Five doors, crooked with age. Each morning, full bladder and all, I curse them during my tiptoe walk from our street-facing bedroom to the bathroom hiding in the shadows at the back. It is an old place, this new home of ours. Musty, dark-timbered, illogical in its archaic layout. The house is the oldest in town. I joke that the place sags under its own forgotten memories. She doesn’t smile. It has been a while since she did.

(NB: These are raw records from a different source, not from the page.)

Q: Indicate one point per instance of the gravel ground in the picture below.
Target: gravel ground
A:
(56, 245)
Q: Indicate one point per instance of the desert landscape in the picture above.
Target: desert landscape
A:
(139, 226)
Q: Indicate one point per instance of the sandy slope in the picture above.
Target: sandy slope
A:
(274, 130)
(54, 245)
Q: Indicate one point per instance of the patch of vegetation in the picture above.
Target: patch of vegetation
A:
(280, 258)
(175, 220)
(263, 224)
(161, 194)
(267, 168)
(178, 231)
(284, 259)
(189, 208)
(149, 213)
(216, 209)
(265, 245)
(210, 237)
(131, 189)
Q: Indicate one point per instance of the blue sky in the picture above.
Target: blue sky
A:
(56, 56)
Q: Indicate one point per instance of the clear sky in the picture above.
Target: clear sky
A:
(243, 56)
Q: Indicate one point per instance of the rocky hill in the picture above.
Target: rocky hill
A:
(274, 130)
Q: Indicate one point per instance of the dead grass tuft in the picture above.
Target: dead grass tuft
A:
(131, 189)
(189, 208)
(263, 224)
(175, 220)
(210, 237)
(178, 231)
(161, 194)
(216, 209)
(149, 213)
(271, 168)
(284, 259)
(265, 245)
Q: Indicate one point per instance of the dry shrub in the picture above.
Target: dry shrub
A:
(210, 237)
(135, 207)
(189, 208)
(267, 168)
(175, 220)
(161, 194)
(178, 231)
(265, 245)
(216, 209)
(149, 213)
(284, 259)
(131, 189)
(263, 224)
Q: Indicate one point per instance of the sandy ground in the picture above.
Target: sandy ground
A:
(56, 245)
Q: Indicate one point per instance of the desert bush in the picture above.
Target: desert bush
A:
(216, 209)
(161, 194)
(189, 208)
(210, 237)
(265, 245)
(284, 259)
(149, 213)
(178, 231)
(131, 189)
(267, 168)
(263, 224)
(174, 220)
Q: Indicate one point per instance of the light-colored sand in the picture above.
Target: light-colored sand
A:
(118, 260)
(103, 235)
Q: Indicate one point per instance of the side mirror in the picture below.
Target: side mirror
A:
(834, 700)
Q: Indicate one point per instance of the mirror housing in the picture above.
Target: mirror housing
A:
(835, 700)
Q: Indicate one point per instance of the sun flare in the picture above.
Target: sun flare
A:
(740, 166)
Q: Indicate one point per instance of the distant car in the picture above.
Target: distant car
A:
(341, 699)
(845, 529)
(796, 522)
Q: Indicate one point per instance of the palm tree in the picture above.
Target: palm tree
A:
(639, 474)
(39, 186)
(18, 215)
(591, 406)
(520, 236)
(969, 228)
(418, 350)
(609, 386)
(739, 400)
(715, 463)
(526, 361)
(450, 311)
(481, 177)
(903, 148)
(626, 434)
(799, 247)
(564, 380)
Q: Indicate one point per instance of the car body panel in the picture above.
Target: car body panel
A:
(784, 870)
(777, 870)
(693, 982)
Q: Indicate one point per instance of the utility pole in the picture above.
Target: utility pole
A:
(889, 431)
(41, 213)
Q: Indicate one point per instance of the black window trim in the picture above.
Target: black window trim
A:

True, we wanted a thing with years. Something to work on, something with potential. A hop, step and jump into a bright, responsible future. Our dream, our own casa in the blue hills. Didn’t we agree upon this? Not the doors, though, left there to suffocate us. I always find them more often closed than not, confining white-washed spaces that don’t make sense anymore.
Five ancient gatekeepers. The dining room one slides open and has panes of frosted yellow glass etched with flowers and peacocks. They rattle their crystal bones whenever I open the two halves, as if they don’t want to give up the secrets they have harbored for so long. But I live here now, I’d shout. You can moan and refuse to budge, but I will push and you will open.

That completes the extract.